Angst vor Differenz und Reinheitsphantasien

Die Institution Männerbund ist ein „Zusammenschluss der Identischen“1. Er ist Ausdruck der Angst vor Differenz im Allgemeinen und vor der Geschlechterdifferenz im Besonderen. Die Mitglieder des Männerbunds nehmen die Existenz von Differenzen und Widersprüchen als Bedrohung wahr, da sie dem Wunsch nach Vereinheitlichung, nach völliger Konflikt- und Widerspruchsfreiheit entgegensteht. Angstbesetzt sind für den Männerbündler daher insbesondere ‘die Frau’ und ‘das Weibliche’, aber auch grundsätzlich alles Abweichende, Unverstandene, Nichtidentische. Die mannmännliche Vergemeinschaftung dient der Abwehr dieser Angst.

Wie Klaus Theweleit in seinem Buch Männerphantasien anhand der Analyse von Briefen von Freikorps-Mitgliedern2 darlegt, wurde die (weibliche) Bedrohung der harmonischen Ordnung von den Männerbündlern als Unreinheit aufgefasst, was sich vor allem in den sprachlichen Bildern äußert, mit denen die Bedrohung beschrieben wird. Zentrales Bild ist dabei die weibliche Masse, die in allen möglichen Formen des Schmutzig-Flüssigen auftritt: als Flut, Schlamm, Blut oder Sumpf. In der psychischen Welt der Männerbündler gilt es, gegen all diese angsteinflößende Unreinheit und Verschiedenheit eine Abwehr zu errichten, in deren Zentrum „das Verbot jeder Vermischung (des Mannes mit der Frau, des eigenen Inneren mit dem Äußeren)“ steht.3 Diese Angst des männerbündischen Sozialcharakters vor jeglicher Vermischung – gewissermaßen ein ideologischer „Reinlichkeitszwang“ – zeigt sich nicht nur in der paranoiden Abwehr alles Weiblichen, sondern ist im gesamten völkisch-männerbündischen Weltbild von zentraler Bedeutung: im völkischen Rassismus, der mithilfe der sogenannten „Rassenhygiene“ eine „Blutsreinheit“ herstellen will, ebenso wie im Geschichtsrevisionismus, der durch das Sprechen über Auschwitz das nationale Wir „in den Dreck gezogen“ sieht, oder im männerbündischen Begriff der Ehre, die ständig in Gefahr ist, „beschmutzt“ oder „befleckt“ zu werden.4 Gegen die äußere Bedrohung muss der Männerbündler beständig Dämme errichten, sich gegen Mitgefühl verhärten und den eigenen männlichen Körper mit einem Panzer versehen, sodass er gegen die Fluten der weiblichen Masse und damit gegen jede „Verunreinigung“ gewappnet ist. Das Anlegen eines „Körperpanzers“ ist somit der Hauptzweck männerbündischer Vergemeinschaftung.
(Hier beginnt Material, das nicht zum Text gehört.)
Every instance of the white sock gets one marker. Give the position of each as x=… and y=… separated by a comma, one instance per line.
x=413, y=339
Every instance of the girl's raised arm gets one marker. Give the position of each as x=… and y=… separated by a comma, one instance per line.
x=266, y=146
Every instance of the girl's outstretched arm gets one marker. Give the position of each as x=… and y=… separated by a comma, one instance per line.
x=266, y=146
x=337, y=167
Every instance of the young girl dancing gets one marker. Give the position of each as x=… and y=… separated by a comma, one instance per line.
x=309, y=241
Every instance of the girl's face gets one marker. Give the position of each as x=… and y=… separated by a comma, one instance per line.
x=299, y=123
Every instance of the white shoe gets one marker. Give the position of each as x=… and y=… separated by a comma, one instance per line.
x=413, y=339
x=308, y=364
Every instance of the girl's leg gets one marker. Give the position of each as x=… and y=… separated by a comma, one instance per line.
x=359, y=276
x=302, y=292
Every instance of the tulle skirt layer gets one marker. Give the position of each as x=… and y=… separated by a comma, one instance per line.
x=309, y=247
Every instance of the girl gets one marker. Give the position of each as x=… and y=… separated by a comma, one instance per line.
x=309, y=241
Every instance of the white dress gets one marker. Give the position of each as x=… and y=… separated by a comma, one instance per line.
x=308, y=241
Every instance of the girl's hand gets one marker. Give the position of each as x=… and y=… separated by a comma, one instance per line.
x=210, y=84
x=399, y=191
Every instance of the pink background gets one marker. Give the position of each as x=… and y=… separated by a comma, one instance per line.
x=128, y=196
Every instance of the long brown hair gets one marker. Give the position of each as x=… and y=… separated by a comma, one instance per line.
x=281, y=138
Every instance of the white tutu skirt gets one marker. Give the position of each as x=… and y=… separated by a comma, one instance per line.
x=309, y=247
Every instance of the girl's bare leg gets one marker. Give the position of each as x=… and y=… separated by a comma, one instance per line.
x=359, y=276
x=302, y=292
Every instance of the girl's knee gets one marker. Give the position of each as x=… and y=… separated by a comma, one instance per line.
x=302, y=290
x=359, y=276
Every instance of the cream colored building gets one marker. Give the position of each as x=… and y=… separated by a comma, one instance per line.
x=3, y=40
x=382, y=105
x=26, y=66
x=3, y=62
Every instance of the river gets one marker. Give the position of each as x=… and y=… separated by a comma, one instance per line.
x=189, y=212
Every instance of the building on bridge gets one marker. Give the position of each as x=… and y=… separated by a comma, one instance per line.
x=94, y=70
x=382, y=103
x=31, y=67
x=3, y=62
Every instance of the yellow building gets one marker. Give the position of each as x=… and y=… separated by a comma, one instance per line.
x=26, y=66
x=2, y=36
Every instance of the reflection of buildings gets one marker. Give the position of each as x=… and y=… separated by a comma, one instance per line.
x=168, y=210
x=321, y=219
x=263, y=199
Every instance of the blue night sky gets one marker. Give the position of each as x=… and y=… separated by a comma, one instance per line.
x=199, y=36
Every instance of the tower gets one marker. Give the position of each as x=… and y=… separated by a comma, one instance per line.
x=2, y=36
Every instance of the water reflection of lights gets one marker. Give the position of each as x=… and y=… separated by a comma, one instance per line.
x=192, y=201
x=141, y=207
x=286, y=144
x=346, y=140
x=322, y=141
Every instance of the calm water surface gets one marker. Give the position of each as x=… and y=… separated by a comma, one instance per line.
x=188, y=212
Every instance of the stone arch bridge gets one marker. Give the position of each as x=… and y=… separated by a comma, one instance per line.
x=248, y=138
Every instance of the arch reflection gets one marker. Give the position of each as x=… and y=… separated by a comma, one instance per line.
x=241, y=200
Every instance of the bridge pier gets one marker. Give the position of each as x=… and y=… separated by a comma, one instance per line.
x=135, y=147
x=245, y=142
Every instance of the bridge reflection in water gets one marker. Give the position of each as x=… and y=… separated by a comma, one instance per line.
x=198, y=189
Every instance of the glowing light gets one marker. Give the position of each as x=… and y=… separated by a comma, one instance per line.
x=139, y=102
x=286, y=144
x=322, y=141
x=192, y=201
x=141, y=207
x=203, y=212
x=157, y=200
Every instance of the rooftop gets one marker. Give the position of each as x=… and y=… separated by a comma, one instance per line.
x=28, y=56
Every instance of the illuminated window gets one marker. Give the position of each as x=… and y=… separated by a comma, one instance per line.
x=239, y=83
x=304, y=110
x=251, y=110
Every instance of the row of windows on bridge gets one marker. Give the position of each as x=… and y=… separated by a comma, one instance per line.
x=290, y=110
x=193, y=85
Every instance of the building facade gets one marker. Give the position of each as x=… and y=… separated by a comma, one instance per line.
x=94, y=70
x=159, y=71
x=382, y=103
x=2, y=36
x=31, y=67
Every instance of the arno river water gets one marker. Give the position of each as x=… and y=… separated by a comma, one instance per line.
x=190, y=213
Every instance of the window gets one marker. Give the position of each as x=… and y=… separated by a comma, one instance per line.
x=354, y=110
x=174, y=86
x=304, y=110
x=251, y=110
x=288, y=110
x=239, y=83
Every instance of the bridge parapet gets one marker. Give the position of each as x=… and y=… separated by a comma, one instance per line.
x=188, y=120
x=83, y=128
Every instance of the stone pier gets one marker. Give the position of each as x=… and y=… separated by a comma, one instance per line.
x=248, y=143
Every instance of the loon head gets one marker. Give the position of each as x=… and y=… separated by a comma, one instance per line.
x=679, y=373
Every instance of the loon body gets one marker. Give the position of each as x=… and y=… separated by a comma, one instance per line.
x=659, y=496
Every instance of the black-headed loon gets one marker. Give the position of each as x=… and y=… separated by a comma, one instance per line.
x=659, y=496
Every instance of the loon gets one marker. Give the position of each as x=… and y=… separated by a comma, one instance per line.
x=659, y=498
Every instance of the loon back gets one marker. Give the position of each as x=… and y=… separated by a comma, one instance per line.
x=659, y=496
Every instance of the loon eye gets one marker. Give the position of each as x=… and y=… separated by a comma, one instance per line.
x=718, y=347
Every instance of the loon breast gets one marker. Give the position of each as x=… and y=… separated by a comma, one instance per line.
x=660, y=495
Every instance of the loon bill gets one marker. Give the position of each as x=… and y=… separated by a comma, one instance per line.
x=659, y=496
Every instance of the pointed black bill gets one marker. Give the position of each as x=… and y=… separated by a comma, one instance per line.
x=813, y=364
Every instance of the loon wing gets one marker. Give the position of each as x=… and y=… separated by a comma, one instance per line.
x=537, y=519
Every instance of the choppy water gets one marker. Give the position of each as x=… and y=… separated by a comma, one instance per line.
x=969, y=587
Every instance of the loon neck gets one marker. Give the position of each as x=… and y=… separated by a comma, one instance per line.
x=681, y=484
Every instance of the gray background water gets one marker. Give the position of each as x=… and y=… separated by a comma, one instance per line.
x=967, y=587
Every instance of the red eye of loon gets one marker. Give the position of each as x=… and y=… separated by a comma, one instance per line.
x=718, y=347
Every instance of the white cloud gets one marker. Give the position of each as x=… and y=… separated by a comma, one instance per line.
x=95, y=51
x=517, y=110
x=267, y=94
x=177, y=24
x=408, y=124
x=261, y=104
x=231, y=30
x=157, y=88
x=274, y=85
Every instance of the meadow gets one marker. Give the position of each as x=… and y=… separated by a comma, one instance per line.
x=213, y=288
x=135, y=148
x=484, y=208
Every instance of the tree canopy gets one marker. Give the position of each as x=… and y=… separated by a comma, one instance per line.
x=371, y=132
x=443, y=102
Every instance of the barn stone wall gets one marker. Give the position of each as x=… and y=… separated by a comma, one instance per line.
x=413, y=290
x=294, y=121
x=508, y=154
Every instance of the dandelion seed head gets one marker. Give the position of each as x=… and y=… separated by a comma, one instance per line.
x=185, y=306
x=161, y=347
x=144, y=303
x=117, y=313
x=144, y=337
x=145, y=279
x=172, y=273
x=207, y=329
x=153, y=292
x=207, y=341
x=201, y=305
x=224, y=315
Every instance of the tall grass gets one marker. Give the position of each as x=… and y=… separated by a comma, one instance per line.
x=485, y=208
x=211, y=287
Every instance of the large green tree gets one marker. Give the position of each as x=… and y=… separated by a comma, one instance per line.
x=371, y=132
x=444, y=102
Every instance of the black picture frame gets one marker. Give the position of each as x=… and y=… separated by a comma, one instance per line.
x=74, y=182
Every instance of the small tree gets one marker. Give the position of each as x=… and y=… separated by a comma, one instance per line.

Regressive Vergemeinschaftung

Ein anderes Mittel, das schmerzhafte Bewusstsein der Unvollkommenheit der Welt zu verdrängen, ist es, das seiner Widersprüchlichkeit bewusste Ich durch ein kollektives Ich-Ideal zu ersetzen, ein Kollektiv – wie etwa das der Studentenverbindung –, mit dem eine bruchlose Identifikation möglich ist. In dieser regressiven Form der Vergemeinschaftung geht das Ich vollständig im Kollektiv auf: Wie in der Volksgemeinschaft macht der Einzelne „sich klein, um – als Teil des Großen – groß zu sein.“5 Als Integrationsmittel der schlagenden Verbindungsstudenten fungiert dabei das Konzept der Ehre, das im deutschen Männerbund eine herausragende Bedeutung hatte und hat. Dessen historische Wurzeln liegen im 19. Jahrhundert: Das Bürgertum übernahm damals den Ehrbegriff vom preußischen Militär-Adel und erkaufte sich damit den Eintritt in die „satisfaktionsfähige Gesellschaft“. Von Beginn an war dieser Ehrbegriff, im Gegensatz etwa zum französischen point d’honneur, mit paranoider Wehrhaftigkeit und aggressivem Virilismus aufgeladen.6 Er diente der sozialen Distinktion und, als Reaktion auf deren jeweilige Emanzipationsbestrebungen, als Abgrenzung gegen Juden und Frauen. Besonders taten sich dabei die Burschenschaften hervor, die, da sich ihre Mitglieder größtenteils aus dem mittleren Bürgertum rekrutierten, bei den adligen und großbürgerlichen Corpsstudenten und Offizieren um Anerkennung kämpfen mussten. Zu diesem Zweck etablierten sie ganz besonders „strenge Ehrenregeln für Mitglieder […], um ‘Schwächlinge’ und Feiglinge fernzuhalten und die äußere Reputation der Verbindung zu heben“.7 Der Ehrbegriff der schlagenden Verbindungen ist dabei stark formalisiert und rein äußerlich. Ehre bezieht sich hier nicht auf das individuelle Gewissen, sondern auf das äußere Ansehen des Kollektivs – der Studentenverbindung beziehungsweise der Nation: „Die Träger von Ehre sind dazu ‚verdammt‘, einem äußeren Idealbild zu gehorchen und das innere Ich daran anzupassen.“8 Dass die durch die kollektive Vergemeinschaftung ersehnte Identität jedoch keinesfalls bruchlos, sondern immer prekär und von Zweifeln und Ablehnung bedroht ist, zeigt sich auch an der Empfindlichkeit, mit der Verbindungsstudenten auf noch die kleinste „Ehrverletzung“ reagieren: „Gerade die deutsch-virile Ehre paranoider Gruppen gibt es nur als verletzte und darum immer mit Gewalt.“9

Die Mensur

Das Fechten mit scharfen Waffen nach im Pauk-Comment streng festgelegten Regeln, die Mensur, ist der Initiationsritus, „mit welchem die vollwertige Mitgliedschaft in der Blutsgemeinschaft oder im Lebensbund besiegelt wird“.10 Die Mensur ist dasjenige Ritual, das am deutlichsten der Abwehr der Angst vor (Geschlechter-)Differenz dient.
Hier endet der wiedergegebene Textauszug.